My central problem with Immortals is that it was visually disappointing. I wasn’t expecting great storytelling because Tarsem isn’t a great storyteller, but I did expect more from him visually. Tarsem + Greek mythology (should) = AWESOME, but instead it was Tarsem + Greek mythology = Boring sand colored mess. My secondary problem was that the mythology was so butchered. There is so much to work with in ancient Greek mythology, and so many myths, Theseus included, have multiple versions to choose from, so I’m fine with taking some creative license and picking and choosing what you’re using. But dropping ALL of it in favor of a hackneyed Dickensian tale is just obnoxious. These stories have survived for THOUSANDS of years because they’re GOOD. You don’t have to mess with them too much.
But at least Theseus has some stuff to do. The gods are completely useless. Zeus (Luke Evans, Tamara Drewe) stalks around with his scowly face on, Poseidon says little and wears a distractingly absurd hat, and Athena (Isabel Lucas, Transformers 2) has withered away to near-skeletal proportions and I was concerned about her every time she came on screen. There’s never any real reason given why Zeus dictates that the gods can’t interfere with human matters, but they can’t, so all they do is stand around, looking down. When the gods finally fight the Titans things get more engaging but the sequence is too short to make up for the previous two hours of inertia.

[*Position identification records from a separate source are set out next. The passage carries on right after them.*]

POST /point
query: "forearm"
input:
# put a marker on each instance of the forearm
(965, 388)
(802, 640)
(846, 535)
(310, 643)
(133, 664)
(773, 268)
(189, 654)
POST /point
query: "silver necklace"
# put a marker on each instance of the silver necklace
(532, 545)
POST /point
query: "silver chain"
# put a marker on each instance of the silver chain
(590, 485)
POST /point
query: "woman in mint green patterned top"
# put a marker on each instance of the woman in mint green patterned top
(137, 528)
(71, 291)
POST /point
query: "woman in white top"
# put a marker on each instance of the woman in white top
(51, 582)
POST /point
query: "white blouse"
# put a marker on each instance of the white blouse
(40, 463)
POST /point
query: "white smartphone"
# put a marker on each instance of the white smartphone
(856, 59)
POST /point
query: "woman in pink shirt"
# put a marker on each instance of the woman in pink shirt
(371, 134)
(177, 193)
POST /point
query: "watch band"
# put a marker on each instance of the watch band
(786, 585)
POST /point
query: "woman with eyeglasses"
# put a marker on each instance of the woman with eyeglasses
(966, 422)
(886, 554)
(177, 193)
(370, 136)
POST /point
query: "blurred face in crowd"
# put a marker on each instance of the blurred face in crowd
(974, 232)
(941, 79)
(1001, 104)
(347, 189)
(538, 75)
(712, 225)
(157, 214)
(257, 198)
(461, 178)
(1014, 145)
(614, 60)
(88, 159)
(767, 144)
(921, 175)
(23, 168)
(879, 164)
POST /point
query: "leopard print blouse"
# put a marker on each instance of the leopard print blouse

On the subject of Henry Cavill, a veteran of The Tudors and costume fare such as Star Dust and Tristan & Isolde, I will give him big ups for carrying this steaming pile of a movie. Cavill is an engaging leading man, possessing both the physicality to convince me that he can cut people’s heads off and charisma to spare. He’s not quite my cuppa, especially as hugely bulked up as he’s gotten in the last couple years, but I do like watching him. I buy him more than say, Chris Pine, whose weird, taped-on lips freak me out and make me think they’re going to fall off at any moment and he’ll chase me around with a gaping maw where his mouth should be. I don’t worry about that with Cavill, whose boyish (oddly elfin, even) features are firmly attached at all times to his face. He’s imminently watchable and I’ve heard from people who worked on the Illinois set of Man of Steel that he’s a really nice guy, which makes me root for him.